INDReporter

McKinnon: ‘keep an eye on Bobby' in veep stakes

by Leslie Turk

Republican strategist Mark McKinnon calls Gov. Bobby Jindal an "outside pick" who might just make it onto the ticket. Speaking on NPR over the weekend, Republican strategist Mark McKinnon, who advised both George W. Bush and John McCain, calls Gov. Bobby Jindal an "outside pick" for VP who's worth keeping an eye on:
The guy, I think, is kind of an outsider that people should keep an eye is Bobby Jindal from Louisiana, cause he's - he'd be sort of an outside pick, a bit of a long shot that would excite people because, you know, he's of Indian descent. Conservatives love him. But he also has an amazing track record on health care issues. I mean he worked in HHS earlier on in his career, so you'd be an interesting pick and what I think would excite people and be a little bit different.
McKinnon was commenting to NPR's Rachel Martin about possible strategies Mitt Romney, who is likely to secure the Republican nomination, might use in choosing his running mate. Read a transcript of the exchange here.
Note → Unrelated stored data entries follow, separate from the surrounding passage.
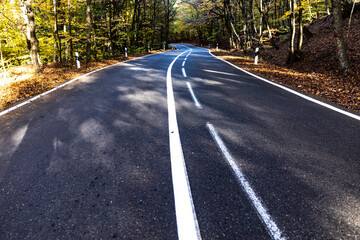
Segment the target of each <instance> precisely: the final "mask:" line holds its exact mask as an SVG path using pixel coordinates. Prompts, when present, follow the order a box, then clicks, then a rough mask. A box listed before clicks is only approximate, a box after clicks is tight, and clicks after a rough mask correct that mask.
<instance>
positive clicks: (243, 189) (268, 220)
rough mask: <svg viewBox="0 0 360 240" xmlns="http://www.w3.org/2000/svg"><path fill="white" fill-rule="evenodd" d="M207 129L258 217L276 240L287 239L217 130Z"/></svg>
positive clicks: (206, 125)
mask: <svg viewBox="0 0 360 240" xmlns="http://www.w3.org/2000/svg"><path fill="white" fill-rule="evenodd" d="M206 127H207V128H208V130H209V132H210V134H211V136H212V138H213V139H214V141H215V142H216V144H217V145H218V147H219V148H220V150H221V151H222V153H223V155H224V158H225V159H226V161H227V162H228V164H229V165H230V167H231V168H232V170H233V172H234V174H235V176H236V178H237V180H238V181H239V183H240V185H241V187H242V189H243V190H244V191H245V193H246V194H247V197H248V198H249V200H250V202H251V203H252V205H253V206H254V208H255V209H256V212H257V214H258V216H259V217H260V219H261V220H262V222H263V223H264V224H265V226H266V228H267V230H268V233H269V234H270V236H271V237H272V238H273V239H275V240H280V239H281V240H285V239H286V237H284V236H282V233H281V231H280V230H279V228H278V227H277V225H276V223H275V222H274V221H273V220H272V217H271V216H270V215H269V213H268V211H267V209H266V208H265V206H264V205H263V204H262V201H261V199H260V198H259V197H258V196H257V195H256V193H255V191H254V190H253V189H252V187H251V186H250V183H249V182H248V181H247V180H246V178H245V176H244V174H243V172H242V170H241V168H240V167H239V166H238V165H237V164H236V161H235V159H234V158H233V157H232V156H231V154H230V152H229V150H228V149H227V147H226V146H225V143H224V142H223V141H222V139H221V138H220V136H219V134H218V133H217V131H216V130H215V128H214V126H213V125H212V124H211V123H207V124H206Z"/></svg>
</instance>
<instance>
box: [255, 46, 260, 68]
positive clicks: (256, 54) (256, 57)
mask: <svg viewBox="0 0 360 240" xmlns="http://www.w3.org/2000/svg"><path fill="white" fill-rule="evenodd" d="M258 61H259V48H255V65H257V63H258Z"/></svg>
The Washington Post's Eugene Robinson, however, had a different take on the Jindal for VP speculation this morning:
Louisiana Gov. Bobby Jindal: Plausible .?.?. but why?
Romney has survived the primary campaign by declaring himself to be an ideologically pure conservative, but nothing in his history suggests this is actually the case. He's a dedicated believer in the free market, without question. Beyond that, however, he's basically a technocrat who lets data, not ideology, lead him to solutions - as with the health-insurance mandate he instituted in Massachusetts.

So why would he choose another data-driven technocrat as his running mate? Jindal would bring neither charisma nor the electoral votes of a swing state to the ticket.
Read Robinson's handicapping of potential running mates here.

Riding high on the success of his sweeping education reform legislation, Jindal is now turning his attention to reforming the state's retirement system.

Shreveport demographer Elliott Stonecipher, a frequent critic of the governor, minced no words about Jindal's motives in his eblast this morning:
Those of us keeping up with what happens behind the political curtain have a bad feeling of deja vu on that score. I've written about it enough, and won't belabor it, but the fact is Governor Jindal strong-arms these "reforms" through a pre-leased legislature each time he's hoping to be the vice presidential candidate on his party's ticket. Ramping up to the 2008 presidential election it was "ethics reform," and four years later as we gird for the 2012 campaign it's "education reform." The problem is, "ethics reform" was no such thing. It was, rather, a huge political show for a national audience which, back here on the farm, put governors and legislators in charge of ethics enforcement. That is never a good thing anywhere, but maybe especially not in Louisiana. For those who keep up, we know our governmental ethics regime was not reformed, it was hammered into submission by those who are, or figure they might be on any given day, unethical.

Why do this in 23 days?  What was the rush if it isn't to get Jindal back to the top of that veep list just about the time Mitt Romney is wrapping up the Republican nomination? Coincidence, especially since precisely the same timing applied to the 2008/ethics reform blueprint? Apparently not since prominent Republican George Will just said so on national television. (I respect George Will, especially for his knowledge of baseball, but I'd be stunned if he has spent 15 seconds finding out what anyone in Louisiana thinks about how our governor "reforms" things.)

One way or the other, Gov. Jindal isn't likely to be living in Louisiana when we struggle with our newfound, quasi-public school system. That's never a good thing. It's the opposite of skin in the game. It's more like drastic change on the ground and changer-in-chief in the wind.

Truth be known, former teacher that I am, I cannot in good conscience claim that the outlines of the governor's plans don't make sense ... they do. I can, though, say this very clearly: when a governor or mayor or any other governmental executive is about to change the legal basics of the employment status of tens-of-thousands workers, he or she must, as a good and decent human being, find more than 23 days to do it ... many, many more than 23.